The film, which opens Friday, has already garnered the Best Director award for Refn at Cannes. I saw a screening earlier this week.

And I haven't been so jazzed by a film's visual world in a long stretch.

Imagine a stark skeletal fable rendered in color-and-shadow-saturated set pieces: a moody L.A.-noir, at once intimate, lean, yet monumental, painted in sugar-candy baroque.

And blood of course. Lots of it -- and shockingly -- when blood-and-bullets time comes. Not to mention hammers, knives, and the odd fork or two.

The story, adapted from James Sallis' short novel: a nameless young movie stunt driver (Ryan Gosling), moonlighting as a getaway driver in L.A., falls for a young mom (Carey Mulligan) with a little boy. Her hubby (Oscar Isaac) turns up from an enforced absence. Gosling goes along to help on a "job."

Whereupon, as the great Ray Winstone would put it, things go all "pear-shaped." And Drive's shadowy guys (Albert Brooks and Ron Perlman) turn very dark indeed.

Gosling's enigmatic Driver smiles more than he speaks, to the point of an eerie "I am-a-machine" autist cool (except when he starts threatening baddies). The verbals are left to the dark side, and Albert Brooks does bravura work as a salt-of-the-earth schmuck who's a convincingly reluctant but truly scary monster.

Refn constructs Drive's rhythm with long stretches of silence, interspersing them with mayhem. You might say this is a movie about people sitting around quietly smiling, and then all hell exploding. I mean exploding. The gunfire even sounds beefed up, like in Bonnie and Clyde. A worthwhile tactic, if so, for its shock value. I thought somewhat of Soderbegh's intimate The Limey (certain scenes) ratcheted up with the silences-then-apocalypses of Takeshi Kitano films.

As for Drive's auto action, there's a big three, besides Mulligan and Gosling's debut holding of hands on a car's gear shift. First up: a tour de force of hide and seek through a haunting vision of L.A., structured around the radio play-by-play of a Clippers game. The second comes in tandem with a robbery, and the tandem is fantastic shocking stuff, a worthy addition to the pantheon of crime-thriller highlights. It's not quite Ronin's chase extravaganza -- has any actor ever registered high-speed driving like De Niro? -- but it has a higher adrenaline frenzy. The movie's Pandora Box gets flung open, and here comes hell on wheels. Gosling gives good value as a wheel man in action. Auto-action number three: Refn's theatricality comes on display, such as he showed in Bronson.

Oh and there's brief urban-bucolic homage to To Live and Die in L.A. and the L.A. river.

Any ambitious crime thriller gives the pleasures of its answers to the genre's formalized moments and challenges. Drive's spin on the "Ferocious Encounter in a Confined Public Space" offers some hyper-violence fuel-injected with love suddenly showing its cards.

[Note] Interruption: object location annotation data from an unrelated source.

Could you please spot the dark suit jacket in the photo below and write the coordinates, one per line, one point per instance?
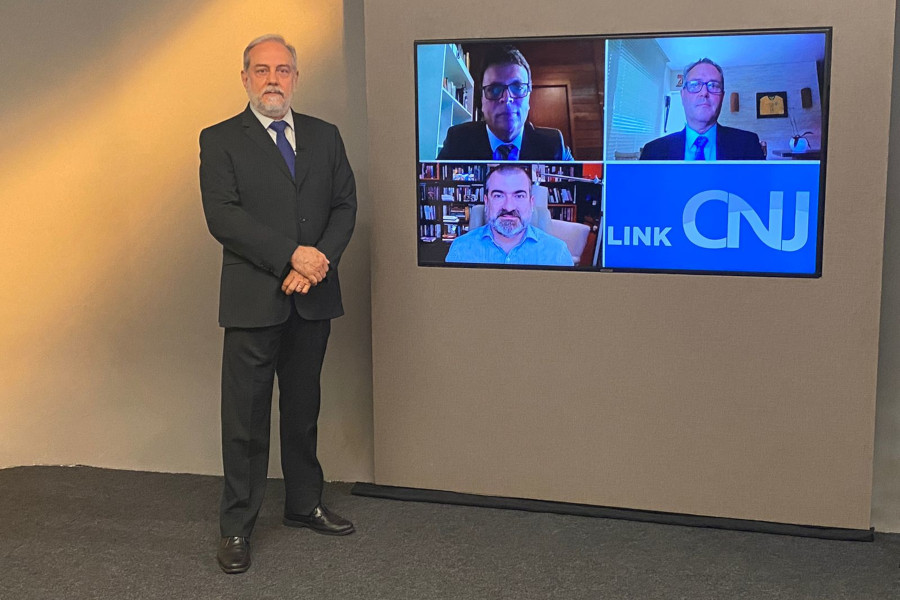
(260, 214)
(469, 141)
(731, 144)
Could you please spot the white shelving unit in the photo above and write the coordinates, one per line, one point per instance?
(446, 91)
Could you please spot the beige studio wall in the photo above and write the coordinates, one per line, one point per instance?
(741, 397)
(108, 336)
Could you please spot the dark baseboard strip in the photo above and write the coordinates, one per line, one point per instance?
(607, 512)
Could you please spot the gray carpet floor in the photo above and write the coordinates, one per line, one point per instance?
(81, 532)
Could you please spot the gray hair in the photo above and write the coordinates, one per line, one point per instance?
(269, 37)
(704, 61)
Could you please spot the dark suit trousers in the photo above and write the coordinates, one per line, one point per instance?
(294, 350)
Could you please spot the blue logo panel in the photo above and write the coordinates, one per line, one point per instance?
(689, 216)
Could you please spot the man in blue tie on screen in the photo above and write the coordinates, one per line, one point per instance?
(508, 237)
(704, 138)
(506, 133)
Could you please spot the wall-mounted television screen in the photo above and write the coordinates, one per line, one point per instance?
(693, 153)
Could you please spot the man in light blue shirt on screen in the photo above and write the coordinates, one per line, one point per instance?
(508, 236)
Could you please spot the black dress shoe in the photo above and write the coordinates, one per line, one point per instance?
(234, 554)
(321, 520)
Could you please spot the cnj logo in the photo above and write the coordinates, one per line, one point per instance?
(771, 236)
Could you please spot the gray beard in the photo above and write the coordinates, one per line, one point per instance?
(505, 229)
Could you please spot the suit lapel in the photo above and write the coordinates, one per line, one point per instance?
(255, 131)
(303, 143)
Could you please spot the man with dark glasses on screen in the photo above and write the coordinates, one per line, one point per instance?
(506, 133)
(704, 138)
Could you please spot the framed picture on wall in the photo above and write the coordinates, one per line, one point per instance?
(771, 105)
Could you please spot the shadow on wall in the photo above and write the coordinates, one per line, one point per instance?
(108, 308)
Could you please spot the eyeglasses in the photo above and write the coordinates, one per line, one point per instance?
(694, 85)
(516, 89)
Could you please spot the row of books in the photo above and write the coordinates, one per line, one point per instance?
(560, 196)
(460, 93)
(468, 194)
(453, 172)
(563, 213)
(452, 213)
(541, 172)
(431, 232)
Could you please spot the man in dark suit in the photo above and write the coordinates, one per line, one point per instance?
(506, 133)
(703, 138)
(279, 195)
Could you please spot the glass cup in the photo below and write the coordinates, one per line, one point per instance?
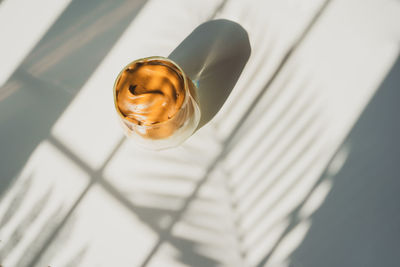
(156, 103)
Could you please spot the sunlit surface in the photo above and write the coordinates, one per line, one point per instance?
(297, 169)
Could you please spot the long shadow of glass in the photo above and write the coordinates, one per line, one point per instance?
(53, 73)
(214, 56)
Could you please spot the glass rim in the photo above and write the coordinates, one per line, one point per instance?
(185, 83)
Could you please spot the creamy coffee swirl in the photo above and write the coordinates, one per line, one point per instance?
(150, 94)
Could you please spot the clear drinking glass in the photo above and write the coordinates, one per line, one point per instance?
(156, 102)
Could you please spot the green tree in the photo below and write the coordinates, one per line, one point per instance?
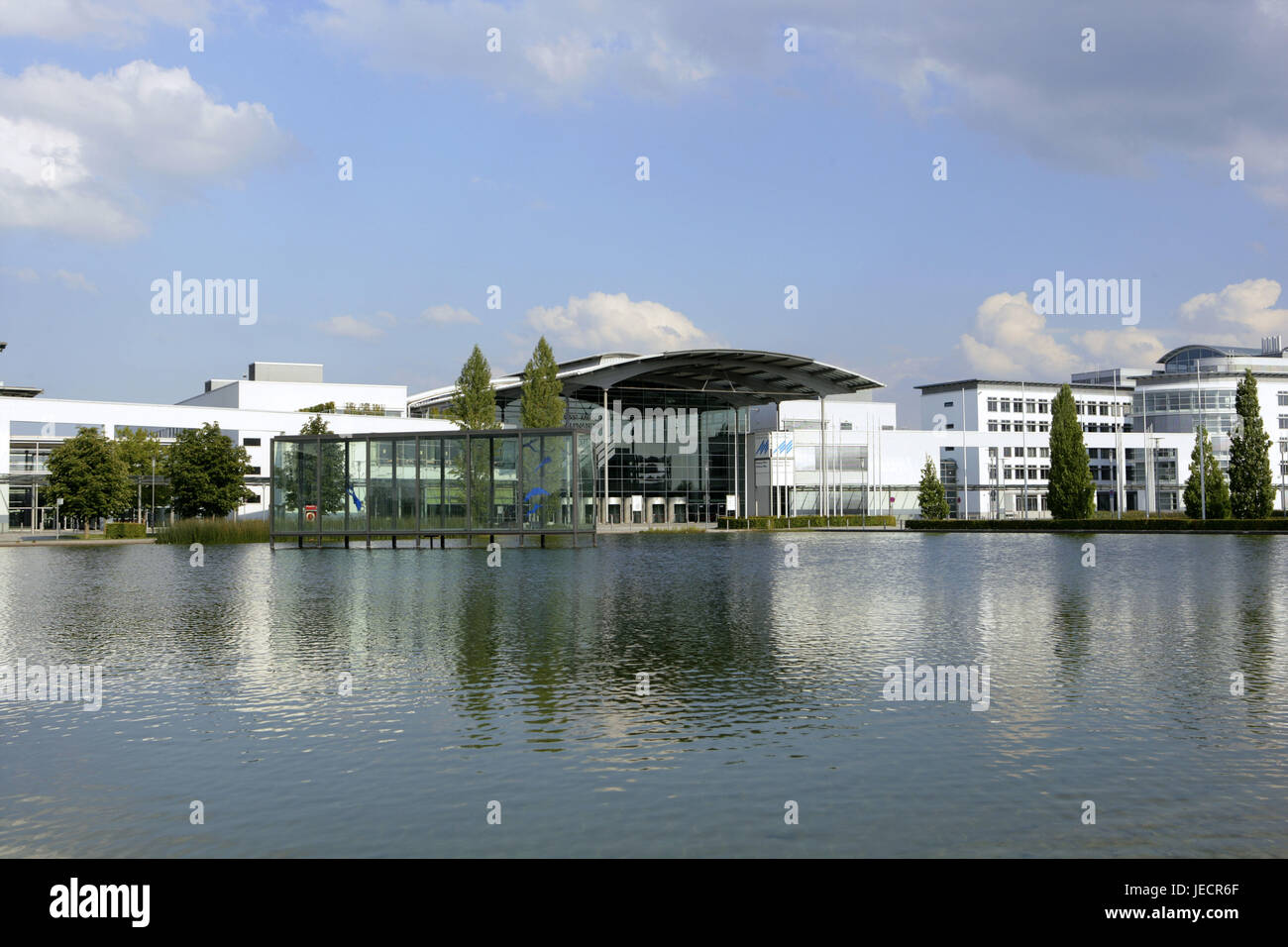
(335, 482)
(143, 454)
(1072, 492)
(207, 474)
(475, 399)
(1252, 486)
(1211, 487)
(89, 476)
(542, 392)
(934, 501)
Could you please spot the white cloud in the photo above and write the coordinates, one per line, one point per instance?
(553, 50)
(601, 322)
(1017, 342)
(114, 21)
(75, 281)
(445, 315)
(349, 328)
(1245, 307)
(90, 157)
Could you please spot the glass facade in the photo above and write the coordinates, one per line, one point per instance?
(671, 455)
(478, 482)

Compare this to like situations in Kitano's Sonatine (pardon the dub) and Stallone's oddball (gulp, underrated?) Get Carter.

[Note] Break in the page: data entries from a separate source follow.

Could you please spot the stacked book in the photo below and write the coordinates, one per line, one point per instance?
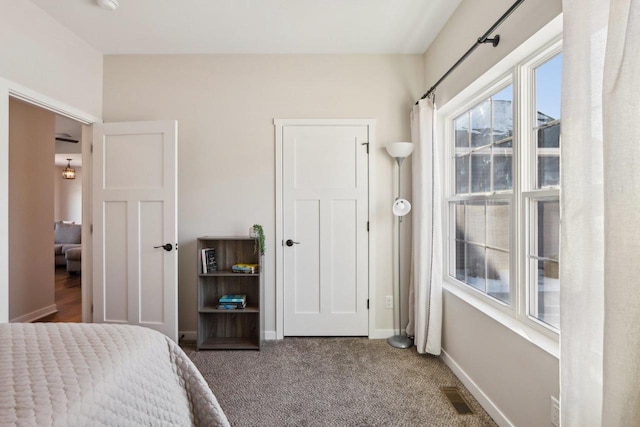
(244, 268)
(209, 263)
(232, 302)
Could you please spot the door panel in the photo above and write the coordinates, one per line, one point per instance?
(325, 209)
(135, 210)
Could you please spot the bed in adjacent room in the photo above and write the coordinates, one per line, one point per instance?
(98, 374)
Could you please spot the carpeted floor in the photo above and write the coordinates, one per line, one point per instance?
(332, 382)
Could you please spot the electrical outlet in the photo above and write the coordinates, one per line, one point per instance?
(555, 412)
(388, 302)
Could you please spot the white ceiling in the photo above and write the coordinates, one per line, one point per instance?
(255, 26)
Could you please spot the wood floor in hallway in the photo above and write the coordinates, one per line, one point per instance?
(68, 298)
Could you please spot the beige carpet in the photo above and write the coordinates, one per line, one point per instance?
(333, 382)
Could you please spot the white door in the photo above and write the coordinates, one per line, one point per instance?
(134, 215)
(325, 214)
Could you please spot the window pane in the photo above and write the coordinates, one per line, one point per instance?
(462, 175)
(459, 264)
(459, 220)
(545, 298)
(548, 171)
(544, 275)
(498, 225)
(498, 275)
(461, 125)
(481, 124)
(549, 137)
(502, 114)
(481, 171)
(548, 79)
(474, 267)
(475, 227)
(548, 229)
(502, 168)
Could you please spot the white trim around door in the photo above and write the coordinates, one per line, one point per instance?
(11, 89)
(279, 126)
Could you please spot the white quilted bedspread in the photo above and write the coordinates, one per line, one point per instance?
(66, 374)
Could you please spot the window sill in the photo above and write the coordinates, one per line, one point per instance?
(535, 337)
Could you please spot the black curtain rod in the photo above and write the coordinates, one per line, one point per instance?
(481, 40)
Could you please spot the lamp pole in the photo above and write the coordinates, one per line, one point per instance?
(400, 341)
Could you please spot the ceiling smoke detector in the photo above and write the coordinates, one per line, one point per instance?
(108, 4)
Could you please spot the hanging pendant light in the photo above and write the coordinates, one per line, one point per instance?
(69, 172)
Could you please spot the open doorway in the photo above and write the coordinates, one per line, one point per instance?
(67, 215)
(45, 215)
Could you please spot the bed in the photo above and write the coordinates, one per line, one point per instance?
(100, 375)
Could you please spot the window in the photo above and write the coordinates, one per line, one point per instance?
(483, 163)
(543, 196)
(503, 207)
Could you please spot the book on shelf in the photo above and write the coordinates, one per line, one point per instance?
(209, 263)
(245, 268)
(231, 306)
(233, 299)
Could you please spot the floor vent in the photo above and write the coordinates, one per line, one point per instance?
(457, 401)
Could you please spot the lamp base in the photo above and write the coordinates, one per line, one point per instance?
(400, 341)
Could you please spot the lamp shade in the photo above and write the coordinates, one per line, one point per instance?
(401, 207)
(400, 149)
(69, 172)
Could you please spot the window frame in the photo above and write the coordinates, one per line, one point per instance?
(517, 68)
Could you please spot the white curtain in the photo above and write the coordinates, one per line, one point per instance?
(600, 210)
(425, 288)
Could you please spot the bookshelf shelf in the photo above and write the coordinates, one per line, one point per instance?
(228, 273)
(235, 329)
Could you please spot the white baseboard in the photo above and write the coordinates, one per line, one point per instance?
(480, 396)
(188, 335)
(379, 334)
(35, 315)
(193, 335)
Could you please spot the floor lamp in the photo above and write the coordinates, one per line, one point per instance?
(401, 207)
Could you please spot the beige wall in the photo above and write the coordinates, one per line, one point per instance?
(31, 265)
(42, 55)
(517, 376)
(225, 106)
(46, 62)
(68, 196)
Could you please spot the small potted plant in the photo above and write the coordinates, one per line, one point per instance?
(258, 233)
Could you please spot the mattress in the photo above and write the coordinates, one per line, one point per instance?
(66, 374)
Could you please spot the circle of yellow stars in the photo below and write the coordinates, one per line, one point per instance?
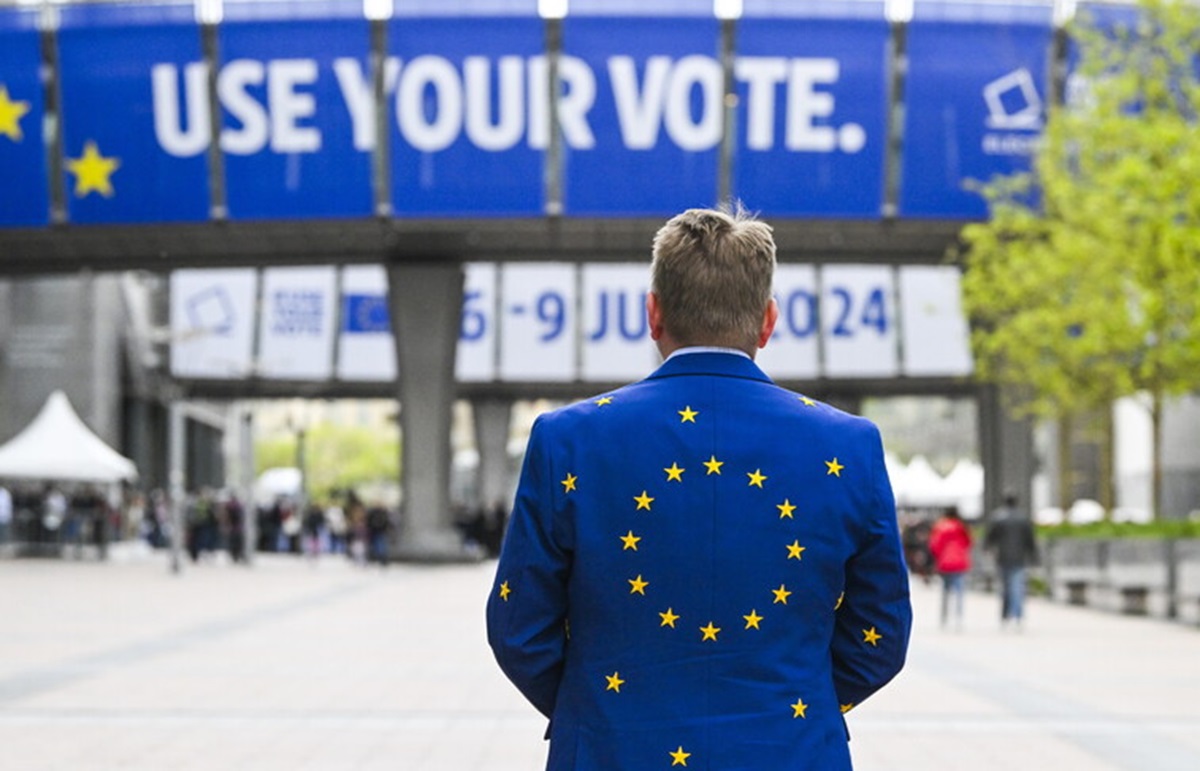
(630, 541)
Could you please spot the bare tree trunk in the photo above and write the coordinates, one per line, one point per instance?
(1108, 454)
(1156, 459)
(1065, 466)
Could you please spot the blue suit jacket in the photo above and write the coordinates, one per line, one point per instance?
(702, 571)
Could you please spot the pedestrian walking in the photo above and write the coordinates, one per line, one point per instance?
(1011, 538)
(949, 541)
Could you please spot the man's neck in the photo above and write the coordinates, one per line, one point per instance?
(689, 350)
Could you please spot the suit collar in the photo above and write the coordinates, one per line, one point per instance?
(723, 364)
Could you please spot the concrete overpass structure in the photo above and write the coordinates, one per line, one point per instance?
(273, 135)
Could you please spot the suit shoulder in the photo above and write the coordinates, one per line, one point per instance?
(823, 413)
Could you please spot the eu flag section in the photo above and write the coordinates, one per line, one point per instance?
(135, 115)
(24, 199)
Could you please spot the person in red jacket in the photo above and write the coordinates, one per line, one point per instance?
(949, 541)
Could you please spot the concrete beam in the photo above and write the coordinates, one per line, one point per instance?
(425, 300)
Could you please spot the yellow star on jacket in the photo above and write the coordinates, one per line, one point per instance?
(719, 545)
(11, 112)
(93, 171)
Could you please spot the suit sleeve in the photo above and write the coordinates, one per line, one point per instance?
(527, 607)
(875, 616)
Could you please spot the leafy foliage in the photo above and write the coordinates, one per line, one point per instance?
(336, 458)
(1084, 286)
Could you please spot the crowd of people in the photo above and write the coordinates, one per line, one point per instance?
(940, 543)
(53, 518)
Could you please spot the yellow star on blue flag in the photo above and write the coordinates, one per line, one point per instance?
(11, 112)
(93, 171)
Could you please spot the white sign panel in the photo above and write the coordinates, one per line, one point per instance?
(617, 342)
(297, 326)
(792, 351)
(366, 350)
(933, 327)
(475, 357)
(858, 324)
(213, 322)
(538, 338)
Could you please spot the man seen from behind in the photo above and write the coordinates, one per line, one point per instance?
(702, 569)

More profound is Drive's non-classical variation on the "Vulnerable Point" element of such films. Usually there's an inevitable shape to the narrative when the most vulnerable/valued people or situation are identified... But as with No Country for Old Men, Drive has its own way with this convention. I'm not sure if it ultimately works, to be honest. I mean that literally: I'm not sure. I'm not quite sure about the soundtrack, either, which is retro Europop stuff and lends, to my hard-boiled ears, a too-Wagnerian grandiosity to the proceedings.

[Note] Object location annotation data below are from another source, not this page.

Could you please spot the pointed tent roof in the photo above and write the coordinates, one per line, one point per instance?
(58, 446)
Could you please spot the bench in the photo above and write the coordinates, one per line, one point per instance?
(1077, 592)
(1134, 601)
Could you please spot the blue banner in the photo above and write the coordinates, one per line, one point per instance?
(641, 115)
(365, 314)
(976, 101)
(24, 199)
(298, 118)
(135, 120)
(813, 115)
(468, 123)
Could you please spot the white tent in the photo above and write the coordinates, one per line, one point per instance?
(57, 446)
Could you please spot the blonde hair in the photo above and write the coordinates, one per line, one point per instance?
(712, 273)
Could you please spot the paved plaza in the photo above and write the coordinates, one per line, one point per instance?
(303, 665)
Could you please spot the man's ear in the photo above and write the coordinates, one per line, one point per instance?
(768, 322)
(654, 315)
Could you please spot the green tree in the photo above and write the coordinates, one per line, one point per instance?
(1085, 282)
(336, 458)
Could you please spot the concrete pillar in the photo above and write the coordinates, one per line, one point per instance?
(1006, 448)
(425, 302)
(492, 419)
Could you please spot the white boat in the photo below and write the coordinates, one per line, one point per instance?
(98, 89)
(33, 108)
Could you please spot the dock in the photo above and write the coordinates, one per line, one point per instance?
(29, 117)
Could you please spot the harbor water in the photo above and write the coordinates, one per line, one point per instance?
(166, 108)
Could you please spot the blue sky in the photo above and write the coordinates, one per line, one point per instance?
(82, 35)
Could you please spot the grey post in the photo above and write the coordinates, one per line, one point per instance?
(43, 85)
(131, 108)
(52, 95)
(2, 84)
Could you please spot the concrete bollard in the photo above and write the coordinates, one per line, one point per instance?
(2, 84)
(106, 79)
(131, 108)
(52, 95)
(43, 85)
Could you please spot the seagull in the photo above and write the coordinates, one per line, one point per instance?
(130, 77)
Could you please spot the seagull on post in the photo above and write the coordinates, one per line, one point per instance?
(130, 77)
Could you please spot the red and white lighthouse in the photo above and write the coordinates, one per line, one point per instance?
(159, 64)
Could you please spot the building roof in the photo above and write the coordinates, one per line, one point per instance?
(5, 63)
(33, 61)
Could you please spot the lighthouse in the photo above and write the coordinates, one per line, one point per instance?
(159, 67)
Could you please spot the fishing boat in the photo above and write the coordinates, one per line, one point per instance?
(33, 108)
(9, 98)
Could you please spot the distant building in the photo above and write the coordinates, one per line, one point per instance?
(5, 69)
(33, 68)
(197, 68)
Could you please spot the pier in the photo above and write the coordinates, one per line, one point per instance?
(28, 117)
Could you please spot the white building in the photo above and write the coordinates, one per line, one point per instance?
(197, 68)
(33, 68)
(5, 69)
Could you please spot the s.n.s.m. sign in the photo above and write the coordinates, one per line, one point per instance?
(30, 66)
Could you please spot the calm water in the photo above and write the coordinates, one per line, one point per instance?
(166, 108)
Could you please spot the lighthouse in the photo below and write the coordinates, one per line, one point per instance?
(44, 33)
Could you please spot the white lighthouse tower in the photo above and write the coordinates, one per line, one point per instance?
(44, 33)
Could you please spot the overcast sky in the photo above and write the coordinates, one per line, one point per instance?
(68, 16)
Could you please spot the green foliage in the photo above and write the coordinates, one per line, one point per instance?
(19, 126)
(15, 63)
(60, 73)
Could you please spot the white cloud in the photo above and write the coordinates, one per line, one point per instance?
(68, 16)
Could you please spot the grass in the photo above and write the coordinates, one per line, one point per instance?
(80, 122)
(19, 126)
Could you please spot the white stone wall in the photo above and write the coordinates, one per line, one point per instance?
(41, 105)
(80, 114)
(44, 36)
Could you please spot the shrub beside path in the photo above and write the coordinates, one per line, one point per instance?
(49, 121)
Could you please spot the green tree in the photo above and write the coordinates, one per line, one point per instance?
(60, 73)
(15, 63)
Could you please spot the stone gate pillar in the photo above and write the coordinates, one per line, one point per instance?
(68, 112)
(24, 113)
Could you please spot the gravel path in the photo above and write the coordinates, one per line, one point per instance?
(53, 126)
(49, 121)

But Drive -- one silence-and-sugar rush, one arresting artful ride. I can't wait to see it again to take in more fully its pleasures. Which, for all their immediacy, involve no handheld cameras!

But watch out for handshakes. And stunning closing shadows.

One final note, wine-related. Author Sallis is a prodigious talent: crime writer, poet, literary translator, biographer, musician. But in Drive the novel, he has a character (not in the movie) who brings to dinner supposedly tasty wines that I have to say, do not cut it. A Chilean Merlot? An Australian Merlot-Shiraz blend? Oy. If you're drinking in that style, I'd suggest an Argentinean Malbec Reserva or a Cab. I'd show up for a dinner for them.

Small disclaimer: Drive exec producer David Lancaster at Bold Films produced a film of mine called The Sadness of Sex. I'm sure he apologizes for that blunder every night in his prayers.